Southern Literary Festival, More or Less

A Night With the Poets


garten-gg via pixabay

Poets will sing from the tatters of old books, until we listen to them, and then they will go on singing.

Some polite clapping for Whitman, of course. He was perfectly sensibly senseless; everybody said so, at least everybody that was there, and if you were a person and you were there, then you were allowed to be right about poetry, some of the time. Whitman seems mildly disgruntled as he steps away from the podium. 

I don’t take a shot but feel tipsy all the same, then continue not drinking and getting even drunker. I was scared of this, I was scared of, I was scared. I had just wanted to talk about poetry, and now I’d shaken cold hands with elevator music. 

“Are you ready to read?” buzzes through my ears at some point, like the stale crumbs of ambiance. Now I’m at the podium. 

“No,” I reply, into the mic. Then, to be polite, I add, “No, sir.” Then, to be polite-er, I stick tape over my mouth and return to my seat. Speech throbs forever after. 

This set-up lasts twenty-one years before, finally, I blow out a candle, kick off my shoes and one sock (they didn’t match anyway) and cartwheel through glass into a motel pool. Chlorine tastes like aqua but not quite blue. A fruit roll-up if it was liquefied. 

A hairy arm breaks through the cloud of aquamarine above me, rough palm colliding with my own wrinkled one. I ascend. My lungs meet air for the first time, and they seem to get along. 

YAWP,” says Whitman. 

“Push sea push,” says Stein.

And next thing I know we’re crashing through the fence, splinters and sweat clinging to our skin. They blindfold me; all I know is we’re jolting one way, then the next. They don’t seem to mind when I collide with a light post, but the wind does kiss my boo-boo, make it better. 

“- man in the -” says Dickinson, and it’s surprisingly straightforward of her. We pick up moonshine (after first trying desperately for hours to resurrect Michael Jackson). 

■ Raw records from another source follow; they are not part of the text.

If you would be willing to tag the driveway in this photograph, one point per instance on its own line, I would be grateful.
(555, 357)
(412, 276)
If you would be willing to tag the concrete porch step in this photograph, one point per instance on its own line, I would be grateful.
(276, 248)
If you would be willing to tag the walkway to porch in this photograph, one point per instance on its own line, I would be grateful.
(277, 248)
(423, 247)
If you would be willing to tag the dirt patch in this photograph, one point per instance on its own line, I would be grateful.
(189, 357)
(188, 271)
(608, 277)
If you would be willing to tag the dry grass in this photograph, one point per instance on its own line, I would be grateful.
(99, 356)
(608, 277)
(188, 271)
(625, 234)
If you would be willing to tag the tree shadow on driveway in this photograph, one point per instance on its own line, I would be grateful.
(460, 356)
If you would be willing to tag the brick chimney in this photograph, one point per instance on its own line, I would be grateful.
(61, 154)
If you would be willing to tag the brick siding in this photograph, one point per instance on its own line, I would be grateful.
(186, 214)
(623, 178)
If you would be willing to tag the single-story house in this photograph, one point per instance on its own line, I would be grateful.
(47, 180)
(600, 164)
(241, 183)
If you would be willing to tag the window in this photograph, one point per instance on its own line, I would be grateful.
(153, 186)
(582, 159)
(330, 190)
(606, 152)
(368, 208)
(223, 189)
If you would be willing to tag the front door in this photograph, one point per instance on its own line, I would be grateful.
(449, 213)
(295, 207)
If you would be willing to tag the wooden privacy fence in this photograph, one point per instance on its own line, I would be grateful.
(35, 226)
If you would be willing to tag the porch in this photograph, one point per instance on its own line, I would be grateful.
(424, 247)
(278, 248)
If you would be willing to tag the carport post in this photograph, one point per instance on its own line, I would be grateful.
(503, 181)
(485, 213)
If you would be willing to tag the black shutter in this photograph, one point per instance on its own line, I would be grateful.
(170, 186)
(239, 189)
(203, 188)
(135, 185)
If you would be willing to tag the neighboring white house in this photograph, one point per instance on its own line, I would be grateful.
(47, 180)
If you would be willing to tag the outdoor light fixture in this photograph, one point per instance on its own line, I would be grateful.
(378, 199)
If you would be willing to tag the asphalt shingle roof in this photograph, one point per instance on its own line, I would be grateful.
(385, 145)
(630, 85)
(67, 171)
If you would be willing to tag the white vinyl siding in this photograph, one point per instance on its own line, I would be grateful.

“If I said ‘red leather, yellow leather’ repeatedly, would that be a poem?” I ask the crowd of dark cloaks and flickering candles surrounding me. At some point, we all ended up in the woods, lying across leaves and moss and soft, padded dirt.

In reply, there’s a burp that ruffles a few neighboring hoods. 

If someone pukes on me, I think, and then I think, oh, and then I write a poem, and then I sneeze. I might be getting the order mixed up, there. “Thank you!” “Bless you!” 

I made a blood pact swearing not to tell you that I made a blood pact, but I also swore away from secrets, so. Make of that what you will. We dunked ourselves in lake water, and algae tastes better than chlorine except for when they rush you to the ER. Thankfully, all they did was tell me to walk it off. I made a blood pact swearing to walk it off. I don’t think they really wanted me to. “Achoo!

We sang a ditty for Robin Williams, and I think we sacrificed Pluto (sorry about that one; you’ll be a planet again, I promise). I counted two stars then got bored. Philip Sidney says I forgot one, but what does he know? 

Anyway, then they lay me down on a bed of roses, straight Carrie Underwoodedededed it. Anyway, and then I Nemo-from-Finding’d it, anemonemonemone—that’s a poem. Anyway, T.S. Eliot told me my brain is what London sounds like, and I realized we’re all little in over our heads, and they all cried “Oh Captain! My Captain!” 

And then I had a conference the next day.